Based on this experience and the feedback of both the pupils, parents and teachers themselves, we have found creative movement has multiple benefits in STEM learning including:

1. Reinforcing students' conceptual understanding by asking students to break down science concepts they have learnt into key steps & revising them. 

2. Developing students' creative skills, teamwork and higher order thinking through working as a group to interpreting the science concepts through movement or other ways.

3. Encouraging students to take ownership of their work and the science involved as "the experts" when they perform the developed piece with the science explanations to peers, schoolmates or even parents/wider community.

4. Breaking stereotypes about science ("science isn't creative") and reciprocally about the arts, both as topics and as careers, by integrating arts and dance in STEM as part of a larger conversation about the importance of creativity. 

5. Engaging learners through physical activity and embodied learning in classes, varying the learning approach styles with arts & dance, and supporting interdisciplinary links across curriculums, and between students & departments.

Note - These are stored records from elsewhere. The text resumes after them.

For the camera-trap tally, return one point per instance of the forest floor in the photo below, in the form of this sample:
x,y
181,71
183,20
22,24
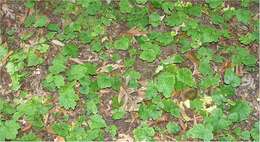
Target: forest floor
x,y
129,70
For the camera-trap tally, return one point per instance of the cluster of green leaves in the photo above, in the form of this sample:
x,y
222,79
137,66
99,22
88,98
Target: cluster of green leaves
x,y
170,25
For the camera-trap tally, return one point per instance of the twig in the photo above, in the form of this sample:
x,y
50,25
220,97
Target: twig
x,y
3,62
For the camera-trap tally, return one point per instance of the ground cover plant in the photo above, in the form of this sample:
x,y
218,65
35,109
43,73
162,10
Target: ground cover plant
x,y
129,70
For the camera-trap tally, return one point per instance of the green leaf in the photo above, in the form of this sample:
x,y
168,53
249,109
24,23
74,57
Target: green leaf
x,y
9,130
52,82
165,83
255,131
167,7
76,72
173,127
171,107
214,3
209,81
118,113
141,1
151,91
33,59
217,120
231,78
150,111
175,59
184,75
155,19
132,77
243,56
67,96
29,21
96,46
96,121
122,43
240,111
70,50
3,51
104,81
176,19
243,16
113,130
53,27
61,129
144,133
125,6
247,39
41,22
29,137
201,132
58,64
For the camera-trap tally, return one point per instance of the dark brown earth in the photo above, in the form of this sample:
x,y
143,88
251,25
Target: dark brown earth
x,y
12,14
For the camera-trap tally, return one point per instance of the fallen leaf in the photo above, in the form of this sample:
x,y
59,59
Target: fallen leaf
x,y
135,32
59,139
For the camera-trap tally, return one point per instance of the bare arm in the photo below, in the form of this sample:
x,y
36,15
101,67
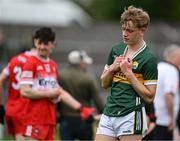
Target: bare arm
x,y
145,92
28,92
107,75
69,100
169,106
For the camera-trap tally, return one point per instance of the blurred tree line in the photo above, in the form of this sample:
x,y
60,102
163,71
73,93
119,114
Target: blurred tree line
x,y
161,10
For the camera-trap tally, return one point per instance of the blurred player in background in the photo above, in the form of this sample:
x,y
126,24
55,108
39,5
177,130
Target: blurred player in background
x,y
14,103
39,83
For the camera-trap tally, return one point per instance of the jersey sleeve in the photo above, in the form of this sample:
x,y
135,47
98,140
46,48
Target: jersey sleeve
x,y
150,71
28,73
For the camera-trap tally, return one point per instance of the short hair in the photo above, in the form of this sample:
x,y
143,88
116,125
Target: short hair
x,y
171,50
138,16
44,35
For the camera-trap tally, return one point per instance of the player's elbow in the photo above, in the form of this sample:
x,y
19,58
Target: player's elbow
x,y
104,85
23,91
150,98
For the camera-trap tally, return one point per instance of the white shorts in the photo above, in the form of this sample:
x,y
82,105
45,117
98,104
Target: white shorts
x,y
133,123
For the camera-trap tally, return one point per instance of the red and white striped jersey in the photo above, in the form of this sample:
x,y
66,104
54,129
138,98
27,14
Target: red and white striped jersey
x,y
13,70
41,75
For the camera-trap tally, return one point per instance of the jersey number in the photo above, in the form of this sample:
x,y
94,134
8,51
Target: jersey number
x,y
17,71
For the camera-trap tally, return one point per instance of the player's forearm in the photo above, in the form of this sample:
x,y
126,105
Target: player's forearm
x,y
106,78
169,104
28,92
69,100
147,93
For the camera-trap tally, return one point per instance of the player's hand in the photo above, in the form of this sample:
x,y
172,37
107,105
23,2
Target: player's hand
x,y
116,64
86,112
2,113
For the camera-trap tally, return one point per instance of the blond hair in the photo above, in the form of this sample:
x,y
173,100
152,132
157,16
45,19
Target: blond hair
x,y
138,16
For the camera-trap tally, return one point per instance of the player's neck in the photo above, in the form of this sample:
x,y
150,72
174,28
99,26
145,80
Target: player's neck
x,y
137,46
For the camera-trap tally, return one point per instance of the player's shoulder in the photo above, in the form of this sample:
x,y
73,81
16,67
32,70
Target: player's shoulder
x,y
119,45
53,62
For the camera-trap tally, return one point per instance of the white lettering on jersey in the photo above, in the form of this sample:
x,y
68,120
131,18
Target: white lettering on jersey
x,y
27,74
17,71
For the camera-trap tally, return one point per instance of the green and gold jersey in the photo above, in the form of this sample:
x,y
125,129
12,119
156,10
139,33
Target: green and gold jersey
x,y
123,99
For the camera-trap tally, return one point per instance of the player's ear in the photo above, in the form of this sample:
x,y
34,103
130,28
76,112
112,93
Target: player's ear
x,y
36,42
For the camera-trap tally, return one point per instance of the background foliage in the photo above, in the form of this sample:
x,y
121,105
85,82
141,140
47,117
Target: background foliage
x,y
166,10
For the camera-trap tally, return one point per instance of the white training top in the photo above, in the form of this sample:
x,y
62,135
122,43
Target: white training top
x,y
168,82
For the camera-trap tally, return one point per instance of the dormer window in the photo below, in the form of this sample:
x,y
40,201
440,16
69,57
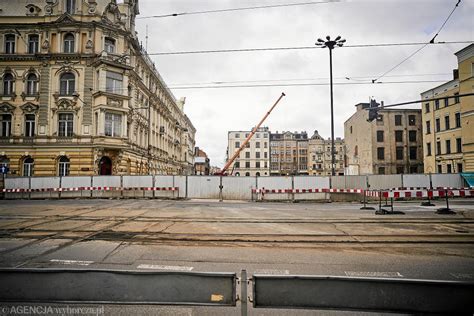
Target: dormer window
x,y
70,6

We are keen in the long-term to be able to research the benefits more robustly. However, as the integration of movement does not require specialist skills nor even need to take too much time. Therefore, we encourage education practitioners to experiment themselves and have designed this resource, with the kind support from the Wellcome Trust, to give advice and suggestions of lesson plans, activities and ideas of how you may tackle topic such as circuits,the water cycle, the ear or the solar system with arts and movement.